Love Lies is a 1932 British musical comedy film directed by Lupino Lane and starring Stanley Lupino, Dorothy Boyd and Jack Hobbs. It was written by Frank Miller based on the 1928 stage musical So This is Love! by Arthur Rigby and Lupino. It was made by British International Pictures at Elstree Studios.
==Plot==
At a bullfight in Spain, Jerry Walker meets Junetta, who falls for him. Jerry flees the country, arriving home just too late for his friend Rolly Rider's wedding. Rolly's uncle arrives. Because the uncle fiercely objects to his nephew's marriage, Rolly pretends that his new bride, Joyce, is actually Jerry's wife. Then Jerry's own uncle shows up, accompanied by Junetta, whom he insists Jerry must marry. Following a series of comic misunderstandings the couples are sorted out, and Jerry marries Junetta.

==Cast==
- Stanley Lupino as Jerry Walker
- Dorothy Boyd as Joyce
- Jack Hobbs as Rolly Rider
- Dennis Hoey as Cyrus Watt
- Binnie Barnes as Junetta
- Sebastian Smith as Nicholas Wich
- Wallace Lupino as Lord Lletgoe
- Arty Ash as Butler
- Charles Courtneidge as Inspector
- Denis O'Neil as prison warder

== Reception ==
Film Weekly wrote: "Stanley Lupino's first full length 'talkie,' made under the direction of his cousin, Lupino Lane, is one long laugh from start to finish. The humour is as pointed as a bayonet and as delicate as a gun-butt, but nevertheless, the, laughs are there... Whether you are a high, low or middle-brow, you will laugh – despite its faults – at this new British film, which moves with a speed unusual in pictures made this side of the Atlantic."
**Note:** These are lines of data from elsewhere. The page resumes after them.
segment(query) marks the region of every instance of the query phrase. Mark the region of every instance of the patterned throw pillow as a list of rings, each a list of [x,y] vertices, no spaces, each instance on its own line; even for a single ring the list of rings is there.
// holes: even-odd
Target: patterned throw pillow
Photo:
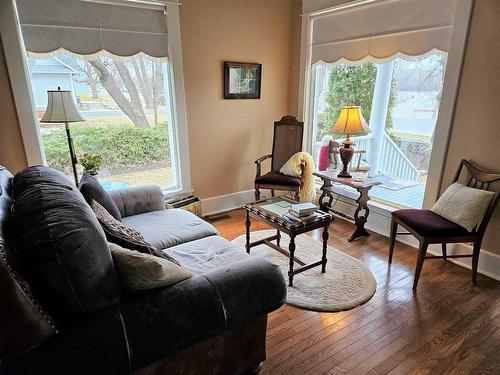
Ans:
[[[179,263],[172,257],[155,248],[144,239],[137,230],[127,227],[121,221],[116,220],[103,206],[95,200],[90,202],[90,207],[95,213],[97,220],[102,226],[109,242],[120,245],[126,249],[137,250],[141,253],[155,255],[167,259],[177,265]]]
[[[120,210],[111,196],[104,190],[99,181],[88,173],[84,173],[80,184],[78,185],[80,193],[90,204],[93,200],[98,202],[106,211],[108,211],[116,220],[121,221]]]

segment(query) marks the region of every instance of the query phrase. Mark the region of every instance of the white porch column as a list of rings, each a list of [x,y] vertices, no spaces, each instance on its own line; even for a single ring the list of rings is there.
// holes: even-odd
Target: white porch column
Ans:
[[[382,152],[382,140],[385,133],[393,67],[393,61],[377,64],[377,77],[375,80],[375,91],[373,92],[369,124],[373,137],[370,140],[367,150],[370,175],[377,175],[383,172],[381,170],[383,166],[379,165],[379,158]]]

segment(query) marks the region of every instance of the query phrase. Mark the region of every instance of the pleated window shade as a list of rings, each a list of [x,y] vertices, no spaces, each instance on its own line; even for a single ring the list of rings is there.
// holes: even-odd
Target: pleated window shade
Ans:
[[[447,52],[457,0],[381,0],[313,17],[312,63]]]
[[[29,52],[168,58],[165,10],[81,0],[17,0]]]

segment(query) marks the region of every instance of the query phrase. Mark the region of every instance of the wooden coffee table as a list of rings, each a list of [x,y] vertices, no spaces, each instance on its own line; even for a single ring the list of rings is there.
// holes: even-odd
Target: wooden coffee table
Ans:
[[[301,272],[304,272],[310,268],[321,265],[321,272],[326,272],[326,249],[328,242],[328,226],[333,221],[333,216],[330,213],[323,211],[316,211],[313,218],[307,221],[302,220],[291,220],[287,219],[283,214],[288,211],[288,208],[292,204],[297,202],[286,198],[270,198],[256,201],[254,203],[248,203],[244,206],[246,210],[246,244],[245,248],[247,253],[250,253],[250,249],[254,246],[266,244],[270,248],[280,252],[290,259],[289,269],[288,269],[288,285],[293,286],[293,277]],[[276,229],[276,234],[271,237],[264,238],[262,240],[250,242],[250,217],[264,222]],[[323,228],[323,253],[321,260],[305,264],[303,261],[295,257],[295,237],[299,234],[309,232],[314,229]],[[281,232],[288,234],[290,237],[290,244],[288,245],[288,250],[280,246]],[[276,243],[271,241],[276,240]],[[294,263],[300,265],[300,267],[294,269]]]

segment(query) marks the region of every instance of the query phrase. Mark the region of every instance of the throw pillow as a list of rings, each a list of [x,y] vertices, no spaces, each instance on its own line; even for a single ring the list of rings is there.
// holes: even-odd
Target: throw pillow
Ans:
[[[78,188],[88,204],[90,204],[92,200],[95,200],[103,206],[106,211],[113,215],[116,220],[122,220],[120,210],[118,209],[115,201],[94,177],[88,173],[84,173]]]
[[[189,279],[193,274],[176,263],[108,243],[123,284],[133,290],[159,288]]]
[[[172,257],[164,254],[144,239],[144,236],[137,230],[127,227],[121,221],[116,220],[103,206],[95,200],[90,202],[90,207],[95,213],[97,220],[104,229],[106,238],[127,249],[137,250],[141,253],[155,255],[177,263]]]
[[[471,232],[483,219],[492,191],[474,189],[455,182],[446,189],[431,210]]]

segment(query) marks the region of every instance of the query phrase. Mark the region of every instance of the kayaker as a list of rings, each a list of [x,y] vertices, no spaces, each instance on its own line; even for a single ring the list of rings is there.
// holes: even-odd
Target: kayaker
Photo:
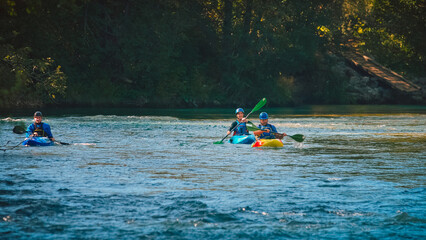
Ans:
[[[237,120],[232,123],[229,128],[227,135],[231,134],[231,131],[234,132],[233,135],[249,135],[249,131],[247,129],[246,123],[250,122],[244,117],[244,109],[237,108],[235,110],[235,115],[237,116]]]
[[[55,138],[50,131],[50,126],[42,122],[43,115],[40,111],[34,113],[34,123],[31,123],[27,128],[27,138],[30,136],[35,137],[48,137],[50,141],[55,141]]]
[[[259,120],[260,124],[258,128],[261,130],[254,131],[253,134],[256,135],[258,139],[275,139],[276,136],[279,136],[278,138],[283,138],[284,136],[287,136],[287,134],[282,133],[279,134],[277,132],[277,128],[275,128],[274,125],[269,124],[269,116],[266,112],[262,112],[259,114]]]

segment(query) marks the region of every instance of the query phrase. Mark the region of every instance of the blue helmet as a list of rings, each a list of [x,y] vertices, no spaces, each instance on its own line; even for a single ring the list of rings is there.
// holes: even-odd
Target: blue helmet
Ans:
[[[269,117],[268,117],[268,114],[266,113],[266,112],[262,112],[262,113],[260,113],[260,115],[259,115],[259,119],[268,119]]]
[[[244,109],[242,109],[242,108],[237,108],[237,109],[235,109],[235,114],[237,114],[237,113],[239,113],[239,112],[244,113]]]

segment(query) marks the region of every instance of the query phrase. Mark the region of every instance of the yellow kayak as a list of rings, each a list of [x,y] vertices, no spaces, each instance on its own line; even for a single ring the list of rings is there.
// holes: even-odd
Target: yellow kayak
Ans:
[[[256,142],[254,142],[251,146],[280,148],[280,147],[284,147],[284,144],[280,139],[259,139]]]

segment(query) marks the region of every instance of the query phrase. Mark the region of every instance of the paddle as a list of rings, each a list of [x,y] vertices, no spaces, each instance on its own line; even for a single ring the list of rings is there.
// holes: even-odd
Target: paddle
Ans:
[[[247,114],[247,115],[246,115],[246,118],[248,118],[248,116],[250,116],[250,114],[251,114],[252,112],[256,112],[257,110],[261,109],[263,106],[265,106],[265,104],[266,104],[266,98],[263,98],[262,100],[260,100],[260,101],[256,104],[256,106],[254,106],[253,110],[251,110],[251,112],[250,112],[249,114]],[[238,125],[240,125],[240,124],[241,124],[241,123],[239,123],[239,124],[237,124],[235,127],[233,127],[233,128],[231,129],[231,131],[230,131],[230,132],[234,131],[234,129],[235,129],[236,127],[238,127]],[[213,144],[223,144],[223,140],[225,140],[225,138],[227,138],[228,136],[229,136],[229,134],[226,134],[226,136],[225,136],[224,138],[222,138],[222,140],[217,141],[217,142],[214,142]]]
[[[247,123],[246,126],[247,126],[247,129],[252,132],[261,130],[260,128],[256,127],[254,124]],[[274,134],[274,136],[279,139],[282,139],[284,137],[283,133],[272,133],[272,134]],[[296,142],[303,142],[305,140],[305,136],[303,136],[302,134],[295,134],[291,136],[287,135],[287,136],[292,138]]]
[[[25,133],[26,131],[25,131],[24,127],[21,127],[21,126],[15,126],[15,127],[13,128],[13,132],[14,132],[14,133],[16,133],[16,134],[23,134],[23,133]],[[6,147],[6,145],[7,145],[9,142],[10,142],[10,141],[7,141],[7,143],[6,143],[4,146],[2,146],[2,147]],[[5,148],[5,149],[1,149],[1,150],[3,150],[3,152],[6,152],[7,150],[12,150],[12,149],[14,149],[14,148],[18,147],[19,145],[21,145],[23,142],[25,142],[25,140],[24,140],[24,141],[22,141],[22,142],[20,142],[18,145],[15,145],[15,146],[12,146],[12,147],[9,147],[9,148]]]
[[[13,132],[14,132],[14,133],[16,133],[16,134],[23,134],[23,133],[26,133],[27,131],[25,130],[25,128],[23,128],[23,127],[21,127],[21,126],[15,126],[15,127],[13,128]],[[69,144],[69,143],[60,142],[60,141],[55,141],[55,142],[57,142],[57,143],[59,143],[59,144],[61,144],[61,145],[71,145],[71,144]],[[21,142],[20,144],[22,144],[22,142]],[[19,145],[20,145],[20,144],[19,144]],[[19,145],[17,145],[17,146],[19,146]]]
[[[9,143],[10,143],[10,141],[7,141],[7,142],[6,142],[6,144],[5,144],[5,145],[3,145],[3,146],[1,146],[1,147],[2,147],[2,148],[4,148],[4,147],[6,147],[6,146],[7,146],[7,144],[9,144]],[[0,150],[3,150],[3,152],[6,152],[6,150],[8,150],[8,149],[6,149],[6,148],[5,148],[5,149],[0,149]]]
[[[21,127],[21,126],[15,126],[15,127],[13,128],[13,132],[14,132],[14,133],[16,133],[16,134],[23,134],[23,133],[25,133],[26,131],[25,131],[25,128],[23,128],[23,127]]]
[[[5,149],[1,149],[1,150],[3,150],[3,152],[6,152],[7,150],[12,150],[12,149],[14,149],[14,148],[16,148],[16,147],[18,147],[18,146],[20,146],[23,142],[25,142],[25,140],[24,141],[22,141],[22,142],[20,142],[18,145],[15,145],[15,146],[13,146],[13,147],[9,147],[9,148],[5,148]],[[9,143],[9,142],[8,142]],[[6,145],[7,145],[7,143],[6,143]],[[6,147],[6,145],[4,145],[3,147]]]

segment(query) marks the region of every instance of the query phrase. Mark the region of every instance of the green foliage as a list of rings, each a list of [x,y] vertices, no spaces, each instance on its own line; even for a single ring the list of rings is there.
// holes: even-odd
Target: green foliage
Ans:
[[[347,0],[342,26],[380,63],[411,76],[426,74],[424,0]]]
[[[0,45],[0,106],[38,105],[64,96],[66,77],[51,58],[30,59],[29,48]]]
[[[347,103],[347,41],[425,73],[424,0],[0,2],[0,107]],[[53,61],[53,59],[55,61]]]

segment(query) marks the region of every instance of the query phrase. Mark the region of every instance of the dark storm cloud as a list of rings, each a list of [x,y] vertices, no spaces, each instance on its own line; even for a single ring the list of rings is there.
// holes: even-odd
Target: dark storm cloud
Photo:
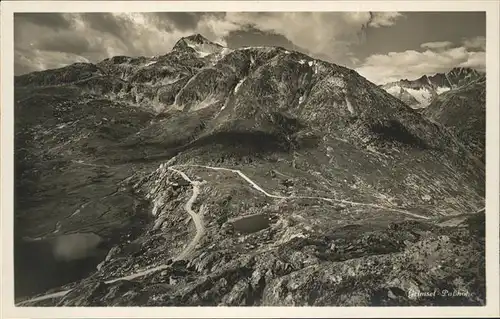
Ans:
[[[38,50],[68,52],[74,54],[92,52],[97,49],[92,47],[85,35],[70,33],[44,37],[36,42],[36,46]]]
[[[71,29],[73,21],[64,13],[14,13],[14,46],[22,46],[23,30],[32,29],[35,35],[39,35],[37,28],[52,30]],[[40,34],[39,36],[43,36]]]
[[[66,19],[64,13],[15,13],[14,21],[29,22],[53,29],[71,27],[71,20]]]
[[[147,18],[161,30],[187,31],[195,30],[203,18],[224,19],[225,15],[225,12],[154,12]]]
[[[81,13],[80,17],[89,28],[109,33],[121,40],[126,40],[127,31],[133,27],[131,21],[111,13]]]
[[[125,48],[124,54],[128,55],[140,55],[144,54],[140,43],[142,41],[147,41],[147,39],[142,39],[141,35],[137,32],[137,26],[133,20],[126,16],[119,16],[112,13],[106,12],[91,12],[91,13],[81,13],[78,15],[81,22],[85,25],[85,28],[88,30],[97,31],[95,36],[97,36],[96,40],[99,40],[100,49],[97,48],[98,45],[93,46],[92,52],[96,50],[100,50],[102,52],[101,55],[97,55],[99,57],[105,58],[107,57],[107,47],[105,41],[109,38],[109,36],[115,37],[118,39],[118,42],[115,42],[114,45],[119,45],[122,48]],[[138,41],[134,43],[134,41]]]
[[[254,27],[247,27],[245,30],[237,30],[229,33],[226,37],[227,45],[230,48],[248,46],[279,46],[290,50],[297,50],[297,46],[281,34],[262,32]]]
[[[26,65],[18,61],[14,62],[14,70],[15,74],[26,74],[35,71],[32,66]]]
[[[173,26],[184,31],[196,28],[202,16],[198,12],[156,12],[151,14],[151,21],[166,30]]]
Kine Weekly wrote: "Depending entirely for its effect on the quips and tooling of the principals, this film, which is rather more in the nature of a musical comedy without songs than a farce, provides a very good hour's amusement. Stanley Lupino and Jack Hobbs put up some excellent scenes, and are well supported."

Picturegoer wrote: "A picture that relies not on its story, which is of the rapid musical-comedy variety, but on the wisecracks and knockabout efforts of the principal comedians. It is safe for an hour's entertainment if you do not go to it in too critical a mood or to simply to enjoy a good laugh – preferably after a good dinner."